Ce sont les frères Schmit, Nicolas et Mathieu (Domaine Schmit-Fohl, à Ahn), qui ont dégainé les premiers… sur les bons conseils d’Arnaud Vaingre, sommelier à la Vinoteca, excellent caviste de la rue du Fossé à Luxembourg. Certifié bio depuis l’année dernière, le domaine mosellan travaille de manière précise et exigeante, deux conditions sine qua non pour produire un vin nature propre, sans défauts. Ce qui est loin d’être simple.

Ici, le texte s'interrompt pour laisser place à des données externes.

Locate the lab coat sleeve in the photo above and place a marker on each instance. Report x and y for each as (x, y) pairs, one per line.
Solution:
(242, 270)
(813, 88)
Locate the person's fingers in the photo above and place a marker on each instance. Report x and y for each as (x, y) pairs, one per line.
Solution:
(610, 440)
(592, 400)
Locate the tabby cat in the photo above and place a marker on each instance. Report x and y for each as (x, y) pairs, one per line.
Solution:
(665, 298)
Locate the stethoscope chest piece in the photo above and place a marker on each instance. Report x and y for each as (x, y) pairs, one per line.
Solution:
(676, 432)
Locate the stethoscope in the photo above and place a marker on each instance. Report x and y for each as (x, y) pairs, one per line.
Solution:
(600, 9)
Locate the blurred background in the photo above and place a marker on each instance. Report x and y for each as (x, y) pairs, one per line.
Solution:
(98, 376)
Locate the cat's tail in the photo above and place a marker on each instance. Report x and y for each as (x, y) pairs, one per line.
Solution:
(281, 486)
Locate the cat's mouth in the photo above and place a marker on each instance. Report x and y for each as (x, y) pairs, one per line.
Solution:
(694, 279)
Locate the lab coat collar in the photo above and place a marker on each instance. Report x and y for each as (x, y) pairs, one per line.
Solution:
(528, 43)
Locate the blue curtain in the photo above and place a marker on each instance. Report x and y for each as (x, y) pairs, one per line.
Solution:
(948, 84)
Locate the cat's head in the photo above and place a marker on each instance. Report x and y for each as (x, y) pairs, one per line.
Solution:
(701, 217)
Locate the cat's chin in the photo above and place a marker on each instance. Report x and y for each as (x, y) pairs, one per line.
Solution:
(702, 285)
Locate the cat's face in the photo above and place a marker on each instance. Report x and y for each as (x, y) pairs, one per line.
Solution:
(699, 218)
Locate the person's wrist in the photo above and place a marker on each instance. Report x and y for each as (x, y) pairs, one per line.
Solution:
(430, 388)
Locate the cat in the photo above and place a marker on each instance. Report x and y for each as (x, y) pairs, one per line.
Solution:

On a parfois entendu qu’un vin nature était un vin de fainéant, «puisqu’il se fait tout seul». Penser cela, c’est se mettre le doigt dans l’œil jusqu’au coude. Parvenir à produire un vin nature bon à boire est plutôt un petit exploit. Il faut toujours garder en tête que le processus de la fermentation tend à transformer le moût de raisin en vinaigre. Ce n’est que l’habileté et le génie du vigneron qui permettent de dévier cette loi de la nature pour obtenir du vin.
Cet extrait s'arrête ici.